While it may not be enough for some shareholders, we think it is good to see the Spindex Industries Limited (SGX:564) share price up 13% in a single quarter. But that doesn't help the fact that the three year return is less impressive. In fact, the share price is down 23% in the last three years, falling well short of the market return.
With that in mind, it's worth seeing if the company's underlying fundamentals have been the driver of long term performance, or if there are some discrepancies.
See our latest analysis for Spindex Industries
There is no denying that markets are sometimes efficient, but prices do not always reflect underlying business performance. By comparing earnings per share (EPS) and share price changes over time, we can get a feel for how investor attitudes to a company have morphed over time.
During the three years that the share price fell, Spindex Industries' earnings per share (EPS) dropped by 9.9% each year. This fall in EPS isn't far from the rate of share price decline, which was 8% per year. That suggests that the market sentiment around the company hasn't changed much over that time, despite the disappointment. It seems like the share price is reflecting the declining earnings per share.
You can see how EPS has changed over time in the image below (click on the chart to see the exact values).
It might be well worthwhile taking a look at our free report on Spindex Industries' earnings, revenue and cash flow.
As well as measuring the share price return, investors should also consider the total shareholder return (TSR). The TSR is a return calculation that accounts for the value of cash dividends (assuming that any dividend received was reinvested) and the calculated value of any discounted capital raisings and spin-offs. It's fair to say that the TSR gives a more complete picture for stocks that pay a dividend. In the case of Spindex Industries, it has a TSR of -17% for the last 3 years. That exceeds its share price return that we previously mentioned. This is largely a result of its dividend payments!

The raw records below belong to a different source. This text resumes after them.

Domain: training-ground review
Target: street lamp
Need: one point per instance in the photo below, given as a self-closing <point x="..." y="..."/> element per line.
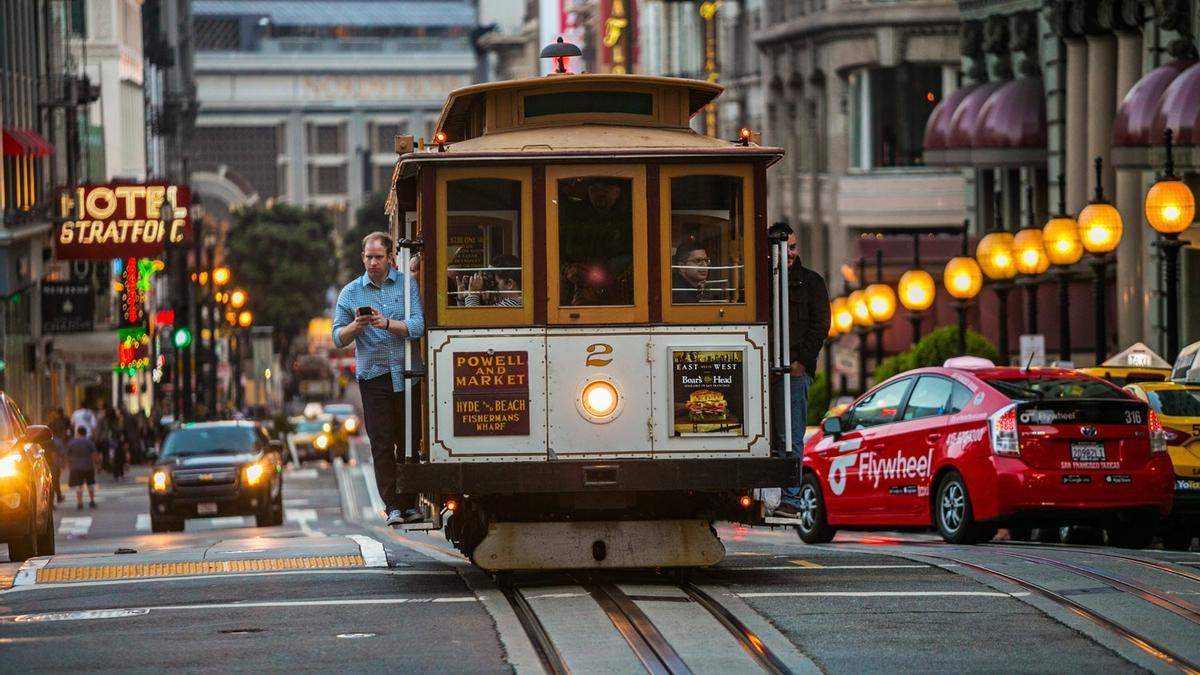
<point x="1065" y="248"/>
<point x="1030" y="257"/>
<point x="917" y="290"/>
<point x="995" y="256"/>
<point x="1170" y="208"/>
<point x="1099" y="227"/>
<point x="863" y="322"/>
<point x="963" y="279"/>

Spindex Industries shareholders gained a total return of 11% during the year. Unfortunately this falls short of the market return. On the bright side, that's still a gain, and it's actually better than the average return of 2% over half a decade This suggests the company might be improving over time. It's always interesting to track share price performance over the longer term. But to understand Spindex Industries better, we need to consider many other factors. Even so, be aware that Spindex Industries is showing 3 warning signs in our investment analysis , and 1 of those shouldn't be ignored...
If you are like me, then you will not want to miss this free list of undervalued small caps that insiders are buying.
Please note, the market returns quoted in this article reflect the market weighted average returns of stocks that currently trade on Singaporean exchanges.